After about a year, he’d saved up enough to make a down payment on a $262,000 home in Stockton, California. It was 91 years old and about 1,500 square feet.
“I grew up in a cultural background that emphasized hard work and strong discipline,” he said. “So I financed my first home entirely from my two jobs.”
But rather than moving into this new home, Chaw said he decided to keep living with his parents and rent it out. As of 2022, he was earning over $2,500 per month from four tenants, according to a document viewed by Insider. He paid off the home in 2021 and this past April, sold the property for about $437,000.
“I got all my money back and then much, much more,” he said.
In the US, high housing prices and more recently, high interest rates, have put buying a home out of reach for many young Americans. Last November, the typical first-time homebuyer was 36 years old, an all-time high, according to the National Association of Realtors.
But despite these challenges, many young people have found a way to attain homeownership before the age of 30. As of 2021, 29% of US 18-29-year-olds owned their homes, according to the Federal Reserve, compared to 61% of 30-44-year-olds. While some young Americans have relied on parental support to reach this milestone, others have saved money, boosted their credit scores, or used government programs to make this possible.
The rookie mistake that new homebuyers should avoid
While Chaw largely views his first homebuying experience as a success story, he said he made one costly mistake. After purchasing the Stockton home, which was built in 1925, he discovered there were roughly $30,000 in unexpected repairs. These included roughly $17,000 to replace the HVAC system, $4,700 for plumbing cleanup and the replacement of a sewage line, $1,700 to address a rat infestation problem, and $2,600 to install a new water heater.
“I didn’t do my due diligence to figure out if there were major issues with the property before buying it,” he said, adding, “Always get a house inspection done before making a purchasing decision; it can save you tens of thousands of dollars.”
Given he was in a bit of a bind, Chaw said his father agreed to cover roughly $23,000 of these repair expenses. In return, Chaw said he agreed to give his father $550 per month — the monthly rent of one of the tenants — for the rest of his life. He’s continued giving his father this money even though the property was sold in April.
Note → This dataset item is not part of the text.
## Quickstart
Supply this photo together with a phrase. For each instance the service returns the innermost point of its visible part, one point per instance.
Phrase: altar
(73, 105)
Chaw said this experience helped him become a better real estate investor. In August, he quit his pharmacist job of over seven years to focus exclusively on managing his rental properties — he owns several across the country.
In 2021, Chaw decided to move out of his parent’s home to a house in Sacramento he purchased, but he didn’t stop having tenants. He’s currently using a strategy called house hacking, in which the homeowner lives in their house and rents out spare rooms to help pay down their mortgage. Chaw said he lives with four housemates.
“The way I see it, my $10,000 mistakes save me from making $100,000 future mistakes,” he said. “Real life education, aka ‘school of hard knocks,’ is priceless.”